If we are going in the right direction, I would urge you to put your money here rather than in Bangladesh or in Fiji or in Ethiopia, he said.

Dr. Coomaraswamy also remarked how upsetting it was that foreigners were investing in the Sri Lankan stock markets and yet the domestic private sector still had their “wallets tightly buttoned down”.

Speaking on transforming the economy through policy change, he stated that the country needed a much more “forward-looking” monetary policy.

“What we really need to do is to get away from the past practice of having an overvalued exchange rate” Dr.
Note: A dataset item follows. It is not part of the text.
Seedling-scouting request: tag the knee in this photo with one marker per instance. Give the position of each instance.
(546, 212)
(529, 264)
Indrajith Coomaraswamy said, citing the overvalued exchange rate as unsustainable, and explained that the exchange rate must be set in such a way that it was market-oriented.

During his keynote address, the Central Bank Governor also proceeded to commend how the Customs process was being improved through computerization and technological involvement.

Speaking on trade policy and the Government’s relevant role, he stated that the Government had for the first time put out a trade policy framework which was a “coherent and well-written” 20-page long document that outlined the Government’s trade policy.

He added that the Government had also introduced an anti-dumping bill in order to provide domestic producer protection which he said was now well-underway in terms of legislation.

“There is no [other] country in the world which has got preferential access to China, India [as well as] Europe,” he said, and added that the preferential access must be leveraged in order to attract investment to the country.

Addressing the importance of the private sector, he then proceeded to highlight the fact that the private-sector catered towards invaluable services such as banking, telecommunication, health and education, and added that it was also the dominant producer of exports in almost every single economy.

Export transformation is absolutely crucial for us to address debt problem and achieve 6-8% growth going forward, the Governor said.

Meanwhile, the State Minister of Finance, Eran Wickrsmaratne, upon addressing the gathering at the inauguration ceremony of the Summit, spoke about ‘transformation’, citing its meaning to be “a lot of hard work,” and explained that it was about possessing the data, the knowledge, the skills, and the ability to actually deliver an output.

“We have a Meteorological Department which tells us about the flood after the flood has come”, the State Minister said, drawing attention to the difficulty posed in the obtaining of data and information, and emphasized that Sri Lanka needed to be more scientifically based.

“We need the information; we need the research.”

The economy is getting into place, Wickramaratne stated, acknowledging that there were issues, but that on the bright side, inflation was going in the right direction and the current account deficit was steadily reducing.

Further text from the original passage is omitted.